Image: Dash Huang [CC BY-NC-SA 2.0], via Flickr

Australian scientists demand immediate action as more species come under threat and environmental measures plummet

The latest report on the state of Australia’s environment has been met with promises of a major overhaul of environment law and the national system of environmental monitoring.

The report, released on 19 July, outlined increasing levels of endangered animals, such as the greater glider (pictured), and environmental degradation in Australia.

Tanya Plibersek, Australia’s new minister for the environment, said the report was “one of the most important documents in environmental science”, written by “some of Australia’s most respected scientists”.

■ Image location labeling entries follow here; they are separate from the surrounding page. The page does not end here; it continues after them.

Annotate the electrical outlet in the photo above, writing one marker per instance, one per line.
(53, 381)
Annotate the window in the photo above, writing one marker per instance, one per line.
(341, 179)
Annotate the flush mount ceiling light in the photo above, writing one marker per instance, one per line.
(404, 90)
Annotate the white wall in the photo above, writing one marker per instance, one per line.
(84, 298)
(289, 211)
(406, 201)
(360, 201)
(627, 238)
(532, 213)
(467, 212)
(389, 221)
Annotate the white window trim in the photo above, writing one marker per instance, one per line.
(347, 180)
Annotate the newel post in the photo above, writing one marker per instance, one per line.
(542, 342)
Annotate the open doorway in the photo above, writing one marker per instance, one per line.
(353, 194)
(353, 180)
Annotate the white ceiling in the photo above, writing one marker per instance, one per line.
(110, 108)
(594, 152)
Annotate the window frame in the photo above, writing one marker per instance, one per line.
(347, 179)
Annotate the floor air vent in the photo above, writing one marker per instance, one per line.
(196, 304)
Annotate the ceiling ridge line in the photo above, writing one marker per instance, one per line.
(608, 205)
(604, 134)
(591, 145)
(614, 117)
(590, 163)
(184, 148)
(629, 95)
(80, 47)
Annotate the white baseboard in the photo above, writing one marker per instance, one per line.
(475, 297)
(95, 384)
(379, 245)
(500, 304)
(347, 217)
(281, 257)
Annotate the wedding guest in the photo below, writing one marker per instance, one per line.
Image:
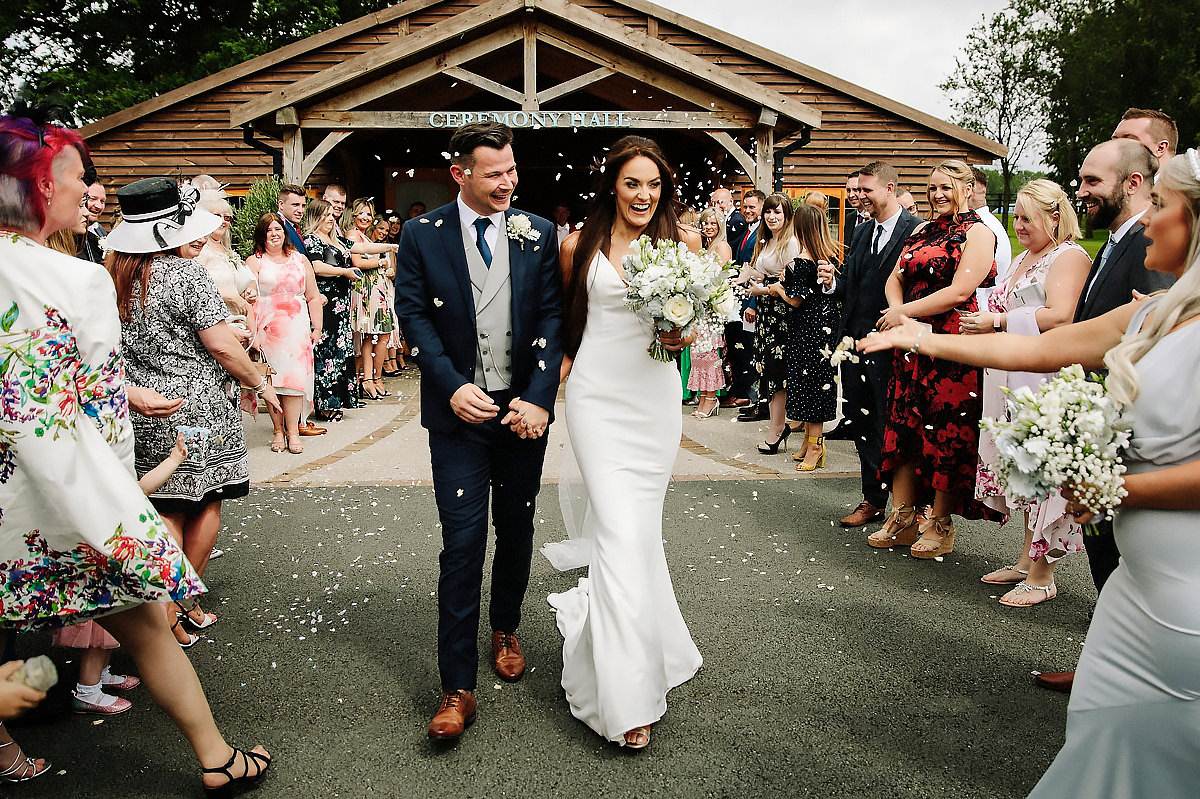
(1153, 128)
(292, 202)
(774, 252)
(562, 221)
(1038, 293)
(625, 642)
(978, 203)
(741, 341)
(289, 319)
(861, 289)
(931, 438)
(75, 488)
(1115, 184)
(373, 318)
(175, 340)
(334, 352)
(234, 281)
(811, 334)
(1132, 720)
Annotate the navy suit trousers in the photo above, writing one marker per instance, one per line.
(471, 466)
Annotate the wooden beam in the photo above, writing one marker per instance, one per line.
(621, 64)
(765, 158)
(574, 84)
(735, 149)
(253, 65)
(694, 66)
(486, 84)
(321, 151)
(337, 120)
(375, 59)
(420, 71)
(529, 50)
(293, 156)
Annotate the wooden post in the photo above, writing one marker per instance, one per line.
(529, 102)
(763, 157)
(293, 155)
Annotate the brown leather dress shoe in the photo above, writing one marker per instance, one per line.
(1059, 682)
(309, 428)
(864, 514)
(509, 659)
(454, 715)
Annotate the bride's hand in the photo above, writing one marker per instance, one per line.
(903, 336)
(671, 340)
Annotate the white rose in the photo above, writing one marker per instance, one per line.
(678, 310)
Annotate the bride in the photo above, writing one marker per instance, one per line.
(625, 643)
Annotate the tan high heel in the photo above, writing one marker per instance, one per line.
(809, 463)
(936, 538)
(899, 529)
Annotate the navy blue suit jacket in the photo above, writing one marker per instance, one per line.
(861, 284)
(437, 312)
(1123, 272)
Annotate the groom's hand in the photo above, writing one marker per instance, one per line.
(526, 419)
(471, 404)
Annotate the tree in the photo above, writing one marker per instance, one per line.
(1115, 54)
(997, 88)
(99, 56)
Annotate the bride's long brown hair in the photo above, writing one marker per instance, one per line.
(597, 232)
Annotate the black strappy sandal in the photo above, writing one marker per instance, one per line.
(245, 781)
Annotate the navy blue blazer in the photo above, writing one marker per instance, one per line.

Speaking at the National Press Club on 19 July, she said the government would undertake “a fundamental reforming of our national environment laws” and create “a new Environmental Protection Agency to enforce them”.

Plibersek pledged to improve the resourcing around environmental issues. “When we make environmental decisions, we don’t ensure they’re being enforced in practice…We often don’t have the data or resources to do it properly,” she said. “Decisions need to be built on good data, to show the public how we’re tracking in real time; data that can be shared so we don’t keep collecting the same information again and again, but instead we build over time a useful, usable, rich picture of our environment.”

Biodiversity and conservation

As the report was released, Chennupati Jagadish, president of the Australian Academy of Science, called for “a new national information system led by an independent agency to manage our nation’s biodiversity data”.

“Only through the establishment of such an agency will we actually understand and be able to choose steps to slow down or reverse biodiversity loss in Australia’s environment,” he said.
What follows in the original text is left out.